Now I tried tackling this question from different sizes and perspectives (and already asked a couple of questions here and there), but perhaps only now can I formulate it well and ask you (since I have no good ideas).
Let there be $k, n \in\mathbb{Z_+}$. These are fixed.
Consider a set of $k$ integers $S=\{0, 1, 2, ... k-1\}$.
We form a sequence $a_1, a_2, ..., a_n$ by picking numbers from $S$ at random with equal probability $1/k$.
The question is - what is the probability of that sequence to be sorted ascending, i.e. $a_1 \leq a_2 \leq ... \leq a_n$?
Case $k \to \infty$:
This allows us to assume (with probability tending to $1$) that all elements $a_1, ..., a_n$ are different. It means that only one ordering out of $n!$ possible is sorted ascending.

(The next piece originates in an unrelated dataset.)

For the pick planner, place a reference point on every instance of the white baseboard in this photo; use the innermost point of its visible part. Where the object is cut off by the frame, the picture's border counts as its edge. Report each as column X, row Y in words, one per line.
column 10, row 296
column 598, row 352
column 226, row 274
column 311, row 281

And since all orderings are equally likely (not sure why though), the probability of the sequence to be sorted is
$$\frac{1}{n!}.$$
Case k = 2:
Now we have zeroes and ones which come to the resulting sequence with probability $0.5$ each. So the probability of any particular n-sequence is $\frac{1}{2^n}$.
Let us count the number of possible sorted sequences:
$$0, 0, 0, \ldots, 0, 0$$ $$0, 0, 0, \ldots, 0, 1$$ $$0, 0, 0, \ldots, 1, 1$$ $$\ldots$$ $$0, 0, 1, \ldots, 1, 1$$ $$0, 1, 1, \ldots, 1, 1$$ $$1, 1, 1, \ldots, 1, 1$$
These total to $(n+1)$ possible sequences. Now again, any sequence is equally likely, so the probability of the sequence to be sorted is
$$ \frac{n+1}{2^n}. $$
Question:
I have no idea how to generalize it well for arbitrary $k, n$. Maybe we can tackle it together since my mathematical skills aren't really that high.
The number of possible sequences is $k^n$. Then number of favourable outcomes, namely weakly increasing sequences, is $\binom{n+k-1}{k-1}=\binom{n+k-1}n$. The probability of finding the random sequence to be increasing is $$ \frac{\binom{n+k-1}{k-1}}{k^n} = \frac{\binom{n+k-1}n}{k^n} = \prod_{i=1}^n\frac{k+i-1}{ik}. $$ To see why the binomial coefficient gives the number of weakly increasing sequences, imagine drawing a bar chart for the function, and tracing a path from position $(0,1)$ (at height $1$ to the left of the first bar) to $(n,k)$ (at height $k$ to the right of the last bar) across the tops of the bars. The path has $n+k-1$ steps, of which $n$ are horizontal across the top of a bar, and $k-1$ are vertical to increase the height.